Scalable Monitoring
Distributed Monitoring
Introduction
The op5 Monitor backend can easily be configured to be used as a distributed monitoring solution. The distributed model looks like this.

In the distributed monitoring solution
•all configuration is done at the Master
•all new configuration is distributed to the pollers
•each poller is responsible for its own host group (Site).
•the Master has all the status information
Before we start
There are a few things you need to take care of before you can start setting up a distributed monitoring solution. You need to make sure
•you have at least two op5 Monitor servers of the same architecture up and running.
•op5 Monitor >=5.2 is installed and running on both machines.
•opened up the following TCP ports for communication between the servers
-15551, op5 Monitor backend communication port
-22, ssh (for the configuration sync).
-both included servers are to be found in DNS.
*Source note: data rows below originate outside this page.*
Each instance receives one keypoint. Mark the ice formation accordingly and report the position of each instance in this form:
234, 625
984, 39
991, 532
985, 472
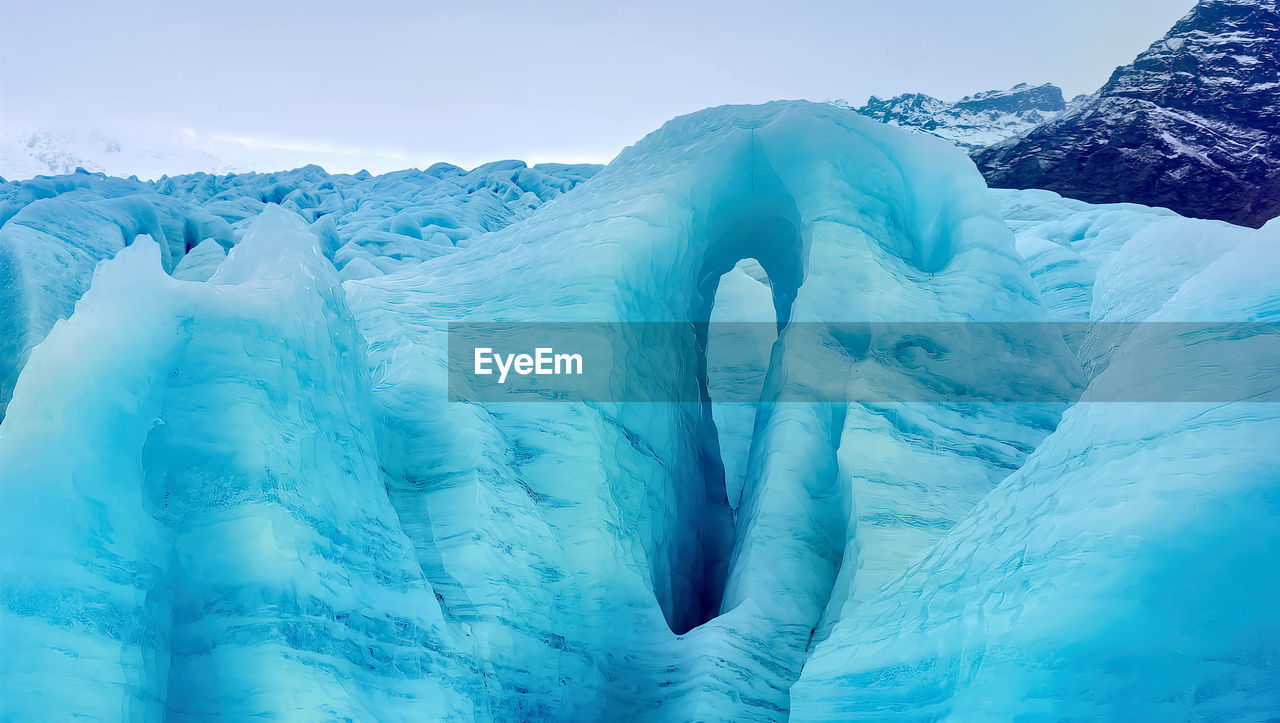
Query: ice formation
233, 484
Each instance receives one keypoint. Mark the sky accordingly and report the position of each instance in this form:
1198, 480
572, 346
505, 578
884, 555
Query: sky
388, 85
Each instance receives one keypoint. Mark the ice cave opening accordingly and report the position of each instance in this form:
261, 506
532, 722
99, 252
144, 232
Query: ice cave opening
748, 282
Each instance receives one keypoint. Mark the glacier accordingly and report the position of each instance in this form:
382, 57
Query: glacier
233, 483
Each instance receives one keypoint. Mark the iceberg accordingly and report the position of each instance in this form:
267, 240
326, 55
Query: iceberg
236, 479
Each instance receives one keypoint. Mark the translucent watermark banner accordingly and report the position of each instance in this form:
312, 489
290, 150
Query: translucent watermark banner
872, 362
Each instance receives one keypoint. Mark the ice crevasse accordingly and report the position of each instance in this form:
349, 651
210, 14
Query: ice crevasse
232, 483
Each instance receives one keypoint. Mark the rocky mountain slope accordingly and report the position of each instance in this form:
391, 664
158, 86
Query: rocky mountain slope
1192, 124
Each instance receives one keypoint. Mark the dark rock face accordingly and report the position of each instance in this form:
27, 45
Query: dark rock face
1192, 124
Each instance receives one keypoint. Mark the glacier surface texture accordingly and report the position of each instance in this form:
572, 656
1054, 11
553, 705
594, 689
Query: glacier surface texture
233, 485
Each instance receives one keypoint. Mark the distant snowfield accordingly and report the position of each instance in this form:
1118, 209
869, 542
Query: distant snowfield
151, 154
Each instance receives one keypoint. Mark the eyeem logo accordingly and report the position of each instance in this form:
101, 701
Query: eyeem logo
543, 362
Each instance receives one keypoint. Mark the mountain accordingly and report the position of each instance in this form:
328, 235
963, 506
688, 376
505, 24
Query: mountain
260, 484
1192, 124
974, 122
30, 154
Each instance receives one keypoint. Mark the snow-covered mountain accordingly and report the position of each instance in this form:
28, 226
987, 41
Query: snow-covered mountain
234, 481
1192, 124
155, 152
31, 154
973, 122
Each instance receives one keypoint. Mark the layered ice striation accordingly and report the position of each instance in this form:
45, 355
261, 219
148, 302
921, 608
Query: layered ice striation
233, 483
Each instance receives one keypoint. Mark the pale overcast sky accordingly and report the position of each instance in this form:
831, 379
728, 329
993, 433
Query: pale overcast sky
484, 79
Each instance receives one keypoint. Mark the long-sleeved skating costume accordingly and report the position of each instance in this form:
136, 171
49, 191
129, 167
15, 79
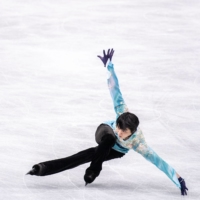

•Make sure the host group, the one the poller will be responsible for, is added to the master configuration and that at least one host is added to that host group.
The configuration
Setting up the new distributed monitoring solution
This distributed configuration will have one master and one poller:
•master01
•poller01
The poller will be monitoring the host group gbg.
During the setup we will use the command:
mon
The mon command is used to make life a bit easier when it comes to setting up a load balanced solution. To get more detailed information about the command mon just execute like this:
mon --help
To setup a distributed monitoring solution with one poller
1 Log in to the master over ssh, as root.
2 Add the new poller to the configuration with the following command:
mon node add poller01 type=poller hostgroup=gbg
3 Create and add ssh keys to and from the second peer by
as root user:
mon sshkey push --all
mon sshkey fetch --all
4 Add master01 as master at poller01:
mon node ctrl --type=poller -- mon node add master01 type=master
5 Set up the configuration sync:
dir=/opt/monitor/etc/oconf
conf=/opt/monitor/etc/nagios.cfg
mon node ctrl -- sed -i /^cfg_file=/d $conf
mon node ctrl -- sed -i /^log_file=/acfg_dir=$dir $conf
mon node ctrl -- mkdir -m 775 $dir
mon node ctrl -- chown monitor:apache $dir
6 To make sure you have an empty configuration on poller01:
mon node ctrl -- mon oconf hash
This will give you an hash looking like this (“da 39” -hash):
da39a3ee5e6b4b0d3255bfef95601890afd80709
7 Now push the configuration to the poller:
mon oconf push
8 Restart and push the logs from master01 to poller01:
mon restart; sleep 3; mon log push
Adding a new poller
In this instruction we will add a new poller to our distributed solution. Here we have the following hosts:
•master01
•poller01
•poller02 (This is the new one.)
To add a new poller
1 Log in to the master over ssh, as root.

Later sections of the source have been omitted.